Alberto Pradilla
Alberto Pradilla

Poner un pobre en «prime time»

«Hola, mira, te llamo de XXXXXX, busco un pobre que no pueda pagar la luz. ¿Tenéis alguno en XXXX?» Esta es la repugnante solicitud que un medio de comunicación ha realizado a un activista de Madrid. Él, soliviantado como es lógico, lo denuncia en su cuenta de Twitter. Y uno, avergonzado por la profesión, se pregunta si la humanidad no debería ser un requisito indispensable para ejercer este maltratado oficio. No es la primera vez que escucho peticiones similares. Ni será la última. De hecho, ni siquiera estoy seguro de que yo mismo no haya protagonizado alguna infamia similar. La banalización extrema es parte de nuestro mundo-espectáculo y nadie estamos libres de pecado.  Cogemos a un pobre, a una víctima, a alguien que sufre; lo empaquetamos, lo exprimimos ante las cámaras y nos marchamos a por otro. Rapidito, que hay prisa. ¡The show must go on! Al mismo tiempo, nuestra capacidad para emocionarnos se desvanece en medio de la urgencia y, quizás para protegernos, nos cubrimos con una impenetrable coraza de cinismo que nos lleva a pensar con soberbia que «ellos», los «miserables», deberían de estarnos agradecidos por prestarles durante cinco minutos nuestra ventanita hacia el mundo. 

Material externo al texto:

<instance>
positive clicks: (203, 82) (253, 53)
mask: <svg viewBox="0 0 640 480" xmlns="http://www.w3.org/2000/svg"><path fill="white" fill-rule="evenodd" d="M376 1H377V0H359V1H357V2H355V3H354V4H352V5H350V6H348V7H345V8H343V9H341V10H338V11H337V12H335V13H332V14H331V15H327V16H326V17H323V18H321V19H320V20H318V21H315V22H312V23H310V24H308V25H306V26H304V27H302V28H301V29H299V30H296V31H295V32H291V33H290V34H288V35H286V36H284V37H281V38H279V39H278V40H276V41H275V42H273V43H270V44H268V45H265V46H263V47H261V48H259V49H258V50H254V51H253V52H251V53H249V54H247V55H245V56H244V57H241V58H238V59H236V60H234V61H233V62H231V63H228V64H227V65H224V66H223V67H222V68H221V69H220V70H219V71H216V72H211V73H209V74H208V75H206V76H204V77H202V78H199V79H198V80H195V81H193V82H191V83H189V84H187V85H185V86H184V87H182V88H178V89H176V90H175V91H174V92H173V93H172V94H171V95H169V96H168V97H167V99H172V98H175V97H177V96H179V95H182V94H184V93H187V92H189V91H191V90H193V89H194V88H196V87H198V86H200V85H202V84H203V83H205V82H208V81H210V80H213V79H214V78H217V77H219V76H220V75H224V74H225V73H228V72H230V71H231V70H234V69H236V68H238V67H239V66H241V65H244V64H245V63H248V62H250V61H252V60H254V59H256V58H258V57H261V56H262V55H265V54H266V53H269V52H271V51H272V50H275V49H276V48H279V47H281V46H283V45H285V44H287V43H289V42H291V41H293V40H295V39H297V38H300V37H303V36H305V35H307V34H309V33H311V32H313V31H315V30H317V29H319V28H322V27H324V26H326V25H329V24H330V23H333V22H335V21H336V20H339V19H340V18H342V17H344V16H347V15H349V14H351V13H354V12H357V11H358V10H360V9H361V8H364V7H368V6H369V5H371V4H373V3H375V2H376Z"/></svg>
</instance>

Hemos convertido el dolor en mercancía. La injusticia, que tiene causas y responsables con nombres y apellidos, se nos presenta aislada, reducida a la tragedia personal. Quienes defienden al establishment nos podrían rebatir acusándonos de quejarnos por todo, de nunca estar satisfechos. Nos podrían decir, con acierto, que si en un momento dramático como el actual estuviesen programando diariamente a Belén Esteban nos indignaríamos ante la falta de conexión con la realidad. Es cierto. Entonces, quizás el problema es el modo de acercarse. Tratar de la misma forma, con igual frialdad, como si se manipulase un producto, la exclusiva de alguna decadente «celebritie» y la tragedia de alguien expulsado de su casa por no poder pagar la hipoteca. La profunda crisis estructural que sufre el Estado español ha repolitizado el «prime time». Hemos pasado de la salsa rosa a la salsa roja. Y, sin embargo, la lógica mercantilista sigue siendo la misma. La misma política se ha convertido en un show cada vez más frívolo, cada vez más irreflexivo y descontextualizado. Como las tertulias de los domingos de Gran Hermano, con sus buenos y sus malos. A la espera de que en unas elecciones, se escuche aquello de «la audiencia ha decidido que debe abandonar la casa...»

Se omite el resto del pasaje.